I think it’s awesome that we don’t have to figure out what’s right for us so much as we have to listen, with a bit of discernment, for what does and doesn’t feed us.
I imagine you found your way here because you’re hungry.
Maybe you want more ease with food.
Maybe you want to feel more at home in your skin.
Maybe you’re simply hungry to be less tripped up by diet culture.
Regardless of what you’re hungry for, if you’re struggling to hear your hungers or to heed their call, you’re in the right place. I have dedicated nearly two decades of my life to supporting humans on this very journey.
While today I think hungers are rad, I didn’t always think that.
Like so many, I spent a long time uneasy with my hungers. I was ashamed of them. I feared that I wanted too much. I was certain that if I felt my hungers they would be so big they would swallow me whole. I tried to override them. I tried to mute them. I tried to control them.
In the end, the war with my hungers controlled me.
And the saddest part is that all along my hungers were my greatest ally and source of guidance.
The details of my story are not uncommon…
I didn’t invent the belief that my hungers were not to be trusted. No, we’re sold this from an early age. We’re told in a million different ways that safety, love, success, and power are the reward for conquering the big, bad hunger wolf. And that makes for good business. Trillions of dollars of industry thrive on you and me not trusting our hungers. The end result for too many of us is countless rides on the diet-binge roller coaster, years of attempting to satisfy ourselves with things we don’t actually want, and a palpable unrest.
When I was told by a doctor at 20 that I had an eating disorder I was shocked. In my mind, smart feminists (which I considered myself to be) didn’t get eating disorders. From that day forward I dedicated myself to understanding how it was that I got so lost. In the process of discovering that trusting my food hungers was the way forward, I came to see that I had to trust all of my hungers. Being selective was not an option.
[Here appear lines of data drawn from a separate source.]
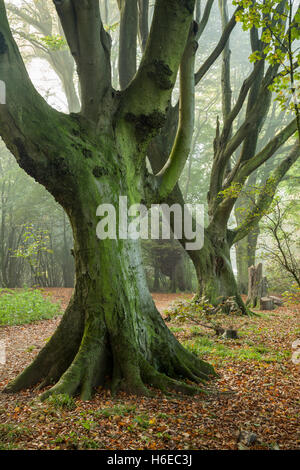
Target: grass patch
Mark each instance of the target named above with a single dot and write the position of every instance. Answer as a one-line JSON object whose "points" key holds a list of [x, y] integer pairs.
{"points": [[204, 346], [61, 401], [25, 306]]}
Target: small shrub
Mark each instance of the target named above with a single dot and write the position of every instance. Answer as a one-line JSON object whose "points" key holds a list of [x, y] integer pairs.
{"points": [[61, 401]]}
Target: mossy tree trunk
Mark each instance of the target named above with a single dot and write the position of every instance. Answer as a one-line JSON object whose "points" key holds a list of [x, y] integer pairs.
{"points": [[111, 332]]}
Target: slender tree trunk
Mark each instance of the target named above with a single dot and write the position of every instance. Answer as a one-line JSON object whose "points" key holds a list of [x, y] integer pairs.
{"points": [[111, 332], [214, 270]]}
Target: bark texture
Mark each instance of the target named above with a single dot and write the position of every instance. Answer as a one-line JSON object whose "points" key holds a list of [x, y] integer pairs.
{"points": [[111, 333]]}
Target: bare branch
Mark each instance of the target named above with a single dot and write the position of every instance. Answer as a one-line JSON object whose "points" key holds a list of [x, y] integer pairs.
{"points": [[266, 194], [172, 170]]}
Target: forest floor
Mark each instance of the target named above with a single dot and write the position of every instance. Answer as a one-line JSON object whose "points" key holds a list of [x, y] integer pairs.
{"points": [[257, 392]]}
This epiphany, coupled with a profound awakening to the Health at Every Size paradigm, Intuitive Eating, and the ways in which The Patriarchy was disempowering and distracting women through unrealistic and unhealthy ideals resulted in, well, you being here, reading this right now.
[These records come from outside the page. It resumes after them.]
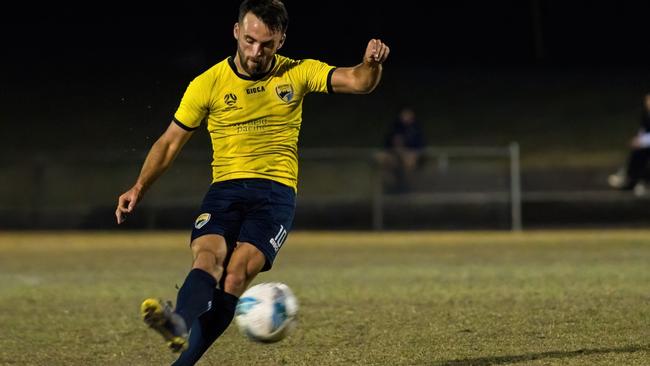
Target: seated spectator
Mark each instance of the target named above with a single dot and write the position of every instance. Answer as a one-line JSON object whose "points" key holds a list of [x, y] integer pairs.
{"points": [[636, 172], [402, 152]]}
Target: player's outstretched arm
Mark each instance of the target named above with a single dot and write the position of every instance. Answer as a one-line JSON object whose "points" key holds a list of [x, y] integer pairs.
{"points": [[364, 77], [160, 157]]}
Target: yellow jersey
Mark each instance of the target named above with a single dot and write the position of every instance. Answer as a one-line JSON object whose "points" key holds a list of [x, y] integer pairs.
{"points": [[253, 122]]}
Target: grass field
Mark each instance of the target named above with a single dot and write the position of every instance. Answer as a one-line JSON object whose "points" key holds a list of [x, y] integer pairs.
{"points": [[427, 298]]}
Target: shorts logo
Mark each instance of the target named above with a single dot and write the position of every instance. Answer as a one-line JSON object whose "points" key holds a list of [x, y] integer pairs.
{"points": [[279, 239], [202, 220], [285, 92]]}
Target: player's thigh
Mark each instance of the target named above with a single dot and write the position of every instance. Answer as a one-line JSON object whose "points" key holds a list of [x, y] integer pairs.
{"points": [[245, 263], [269, 221]]}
In the span of time since I sat in that doctor’s office, I recovered, served as the Eating Disorder Prevention and Treatment health educator for a private college, earned my Master’s degree in Holistic Health Education, and wrote my thesis on how we can feed ourselves (at the table and away) with ease, and have coached and counseled other’s toward this freedom for nearly two decades.
My interest these days is less on raging against diet culture (though I still do) and more on finding quiet refuge from the noise of the world so that we can hear ourselves, reset our nervous systems, and find human connection.
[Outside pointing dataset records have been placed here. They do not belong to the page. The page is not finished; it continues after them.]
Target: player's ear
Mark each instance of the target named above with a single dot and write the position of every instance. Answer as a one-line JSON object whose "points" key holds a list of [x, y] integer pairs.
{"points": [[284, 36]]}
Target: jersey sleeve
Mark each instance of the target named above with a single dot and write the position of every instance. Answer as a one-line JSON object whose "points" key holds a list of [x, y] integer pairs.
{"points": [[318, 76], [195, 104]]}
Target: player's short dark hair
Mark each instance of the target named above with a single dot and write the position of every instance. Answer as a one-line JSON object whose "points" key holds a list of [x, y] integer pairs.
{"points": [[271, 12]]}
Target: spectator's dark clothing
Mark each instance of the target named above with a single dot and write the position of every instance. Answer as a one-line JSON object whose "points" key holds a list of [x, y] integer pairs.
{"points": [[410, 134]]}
The result is the same, I hope: people more able to heed the call of their wise hungers and live well-fed lives.
Currently, there are two ways I’m available to serve you: Sift (healing writing groups) and Replenish (in-person restorative retreats). I only ever want to bring you the work that is most alive. Through Sift and Replenish I’m grateful to do just that.
Credentials
I bring to my practice certification in Wild Writing™, Intuitive Eating Counseling, and certification in Life Coaching from The Coaches Training Institute and a Masters in Holistic Health Education from John F. Kennedy University. More than these résumé bullet points though, I bring exceptional warmth, intuition, candor, and agility to my clients.
Personal Bits
These days you can find me in the San Francisco Bay Area where I live with my husband and our daughter.
When motherhood allows for enough sleep, I love doing the New York Times crossword puzzle, working in my vegetable garden, and hitting thrift stores nearby. Perhaps it sounds like I’m practicing for retirement but our lives should be made of what brings us joy and these activities, combined with the people I get to share them with, do that for me entirely.